Rig worker recalls race to trigger emergency system
HOUSTON (Reuters) - A supervisor aboard the doomed Deepwater Horizon drilling rig on Friday recounted a failed attempt to activate a fail-safe system that might have prevented BP Plc's well from unleashing oil into the Gulf of Mexico.
Christopher Pleasant, subsea supervisor for rig owner Transocean Ltd, told a federal panel in Kenner, Louisiana, he activated the rig's emergency disconnect system, known as EDS, but the system lacked the hydraulic pressure to operate.
Swiss-based Transocean's Deepwater Horizon rig exploded on April 20 while it was drilling a well a mile (1.6 km) beneath the Gulf under contract for London-based BP.
The blown-out well has been spewing thousands of barrels of oil a day since the accident, causing an environmental disaster along the U.S. Gulf Coast.
After the explosion, Pleasant said he raced to the rig's bridge and attempted to activate the EDS.

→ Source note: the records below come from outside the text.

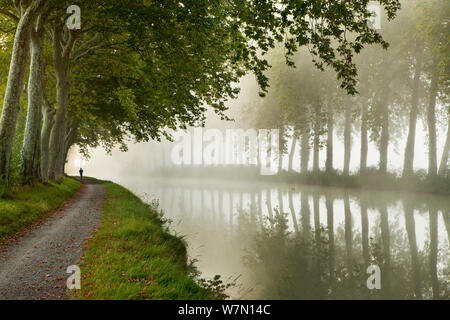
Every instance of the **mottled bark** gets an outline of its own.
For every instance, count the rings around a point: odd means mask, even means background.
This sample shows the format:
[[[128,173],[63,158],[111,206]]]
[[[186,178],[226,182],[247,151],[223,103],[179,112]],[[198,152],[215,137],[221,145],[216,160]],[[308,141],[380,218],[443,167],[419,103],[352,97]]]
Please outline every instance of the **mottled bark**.
[[[21,175],[24,183],[32,183],[39,177],[36,173],[36,162],[39,143],[39,128],[41,126],[41,107],[45,90],[44,62],[44,29],[40,19],[37,30],[32,31],[31,64],[28,81],[28,111],[25,126],[24,141],[21,153]]]
[[[437,149],[436,149],[436,96],[438,92],[439,68],[437,62],[433,63],[430,100],[427,107],[428,125],[428,176],[434,177],[437,174]]]
[[[408,139],[406,141],[405,158],[403,161],[403,176],[411,175],[414,172],[414,145],[416,142],[416,124],[419,112],[419,85],[422,74],[423,50],[423,45],[419,44],[416,54],[413,86],[411,88],[411,110],[409,112]]]
[[[325,162],[325,171],[327,173],[333,171],[333,131],[334,131],[333,110],[329,106],[327,112],[327,159]]]
[[[72,123],[72,125],[70,126],[65,139],[64,139],[64,153],[62,154],[62,157],[59,158],[60,161],[60,172],[64,173],[64,167],[66,165],[67,162],[67,155],[69,154],[69,150],[70,148],[73,146],[73,144],[75,143],[75,138],[77,135],[77,131],[78,131],[78,122],[74,122]]]
[[[19,102],[29,56],[31,28],[34,18],[35,16],[32,15],[31,11],[27,10],[17,26],[8,82],[3,99],[0,119],[0,179],[5,180],[6,183],[9,183],[12,145],[19,114]]]
[[[53,30],[53,64],[56,75],[56,115],[55,124],[50,135],[49,152],[49,178],[58,179],[63,175],[64,165],[64,137],[67,128],[67,109],[71,78],[69,75],[68,60],[73,48],[74,35],[69,33],[67,43],[62,45],[62,26],[56,26]]]
[[[35,143],[35,148],[34,148],[34,159],[36,159],[36,160],[34,161],[34,164],[33,164],[33,176],[36,177],[37,180],[41,181],[42,180],[41,161],[40,161],[40,158],[41,158],[40,135],[41,135],[41,129],[42,129],[42,114],[41,113],[39,113],[38,118],[39,118],[39,121],[38,121],[39,125],[36,128],[36,133],[35,133],[36,137],[38,137],[38,138],[37,138],[37,142]]]
[[[350,173],[350,157],[352,153],[352,110],[350,107],[345,109],[345,128],[344,128],[344,174]]]
[[[41,131],[41,179],[44,182],[49,181],[48,166],[49,166],[49,144],[50,133],[54,125],[55,110],[51,108],[46,99],[42,105],[43,125]]]

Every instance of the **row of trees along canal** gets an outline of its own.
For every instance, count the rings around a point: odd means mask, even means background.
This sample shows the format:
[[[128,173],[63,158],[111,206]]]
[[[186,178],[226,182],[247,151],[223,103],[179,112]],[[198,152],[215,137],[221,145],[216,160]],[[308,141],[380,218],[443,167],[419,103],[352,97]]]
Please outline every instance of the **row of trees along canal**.
[[[394,18],[399,2],[379,2]],[[267,91],[264,56],[277,43],[284,45],[288,64],[308,45],[317,63],[334,69],[340,85],[355,94],[354,56],[369,44],[388,46],[369,28],[367,4],[2,1],[2,185],[58,179],[74,145],[87,152],[99,145],[126,149],[130,136],[160,139],[169,129],[202,123],[205,106],[227,118],[224,103],[236,96],[234,84],[244,74],[253,72],[261,94]],[[66,23],[72,5],[81,9],[78,30]],[[430,19],[427,26],[437,22]]]
[[[388,51],[377,47],[365,49],[357,58],[360,94],[347,95],[334,75],[320,72],[310,63],[309,52],[296,57],[297,70],[285,66],[283,49],[271,53],[273,79],[264,100],[248,103],[242,121],[253,128],[279,128],[282,152],[289,155],[293,167],[296,144],[301,149],[301,171],[307,172],[312,152],[312,170],[318,172],[319,150],[326,148],[326,173],[334,171],[334,132],[343,136],[345,151],[343,174],[350,173],[352,132],[360,133],[360,173],[368,170],[368,144],[379,150],[379,172],[388,172],[388,147],[406,134],[403,177],[414,173],[416,126],[420,119],[427,128],[430,178],[449,174],[450,104],[448,1],[404,1],[398,17],[382,21],[382,36],[390,43]],[[319,63],[319,67],[322,65]],[[446,135],[437,140],[437,128]],[[289,130],[288,130],[289,128]],[[292,130],[293,129],[293,130]],[[293,133],[292,133],[293,131]],[[287,141],[294,140],[289,144]],[[438,141],[442,157],[438,159]],[[428,149],[428,150],[427,150]],[[354,155],[353,155],[354,156]],[[282,161],[279,161],[281,172]]]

The device is designed to trigger the 450-ton blowout preventer on the ocean floor to seal the well and uncouple the drilling pipe snaking from the ocean floor to the rig floating on the surface.
"I had no pressure in the system that allowed those functions to work," Pleasant said. "I had no flow -- no hydraulic flow."

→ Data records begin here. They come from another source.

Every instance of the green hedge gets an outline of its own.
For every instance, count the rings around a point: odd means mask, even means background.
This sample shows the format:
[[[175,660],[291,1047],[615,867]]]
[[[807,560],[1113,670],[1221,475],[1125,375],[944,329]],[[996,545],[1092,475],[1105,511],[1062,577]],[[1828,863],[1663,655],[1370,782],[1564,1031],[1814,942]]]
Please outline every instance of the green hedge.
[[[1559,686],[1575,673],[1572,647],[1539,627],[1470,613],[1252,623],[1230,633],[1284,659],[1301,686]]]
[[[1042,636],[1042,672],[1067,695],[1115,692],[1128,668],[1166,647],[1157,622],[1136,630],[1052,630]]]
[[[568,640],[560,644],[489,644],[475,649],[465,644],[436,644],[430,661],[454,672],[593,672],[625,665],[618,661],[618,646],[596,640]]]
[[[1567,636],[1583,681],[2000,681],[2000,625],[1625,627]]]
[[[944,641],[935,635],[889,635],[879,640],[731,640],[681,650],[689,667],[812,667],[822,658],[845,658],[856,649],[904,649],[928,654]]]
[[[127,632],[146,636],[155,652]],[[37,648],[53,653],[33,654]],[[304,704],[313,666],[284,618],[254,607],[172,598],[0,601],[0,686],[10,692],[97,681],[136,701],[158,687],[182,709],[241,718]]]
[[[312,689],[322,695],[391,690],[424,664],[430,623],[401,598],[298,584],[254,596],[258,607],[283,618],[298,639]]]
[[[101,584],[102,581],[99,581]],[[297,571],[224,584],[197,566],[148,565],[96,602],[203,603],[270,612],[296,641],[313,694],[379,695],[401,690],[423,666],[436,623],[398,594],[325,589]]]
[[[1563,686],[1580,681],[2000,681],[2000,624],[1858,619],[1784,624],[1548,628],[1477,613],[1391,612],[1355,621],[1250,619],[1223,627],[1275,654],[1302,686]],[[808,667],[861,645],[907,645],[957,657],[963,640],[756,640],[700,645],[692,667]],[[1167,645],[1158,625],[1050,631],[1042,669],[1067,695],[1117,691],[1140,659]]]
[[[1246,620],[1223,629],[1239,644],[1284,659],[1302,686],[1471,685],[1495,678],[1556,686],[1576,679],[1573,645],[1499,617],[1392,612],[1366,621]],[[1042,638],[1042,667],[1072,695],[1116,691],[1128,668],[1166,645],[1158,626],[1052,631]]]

Pleasant's testimony jibes with information provided to investigators with the U.S. House Energy and Commerce Committee by Cameron International Corp, which manufactured the blowout preventer.
According to Representative Bart Stupak, Cameron officials told committee staff that a key hydraulic system meant to supply emergency power to the blowout preventer had a "significant leak." Without hydraulic fluid, the device would be unable to close off a series of "rams" designed to seal the drill pipe shut.
As flames enveloped the rig's drill deck, Curt Kuchta, the rig's captain, initially told Pleasant not to activate the EDS, Pleasant said. Pleasant said he did it anyway.
"I said, 'I'm EDS'ing.' The captain told me, he said, 'calm down, we're not EDS'ing.'" Pleasant said. Kuchta left the bridge and Pleasant said he went immediately to an electronics panel that controls the EDS.
At the panel, Pleasant said he met Donald Vidrine, a "company man" from BP who was on the rig to oversee operations.
"I said, 'I'm getting off here,' and Don said, 'Yeah, hit the button,'" Pleasant said, referring to Vidrine, who was scheduled to testify before the panel this week but declined, citing an illness.
"Everything on the panel did what it was supposed to," Pleasant said. "After I saw that there was no hydraulics, I knew it was time to leave."
There were several ways to activate the emergency disconnect system, and BP has said that its internal investigation is focussing on why none of them worked.
The blowout preventer and the rig, which sank two days after the explosion, are still on the bottom of the ocean.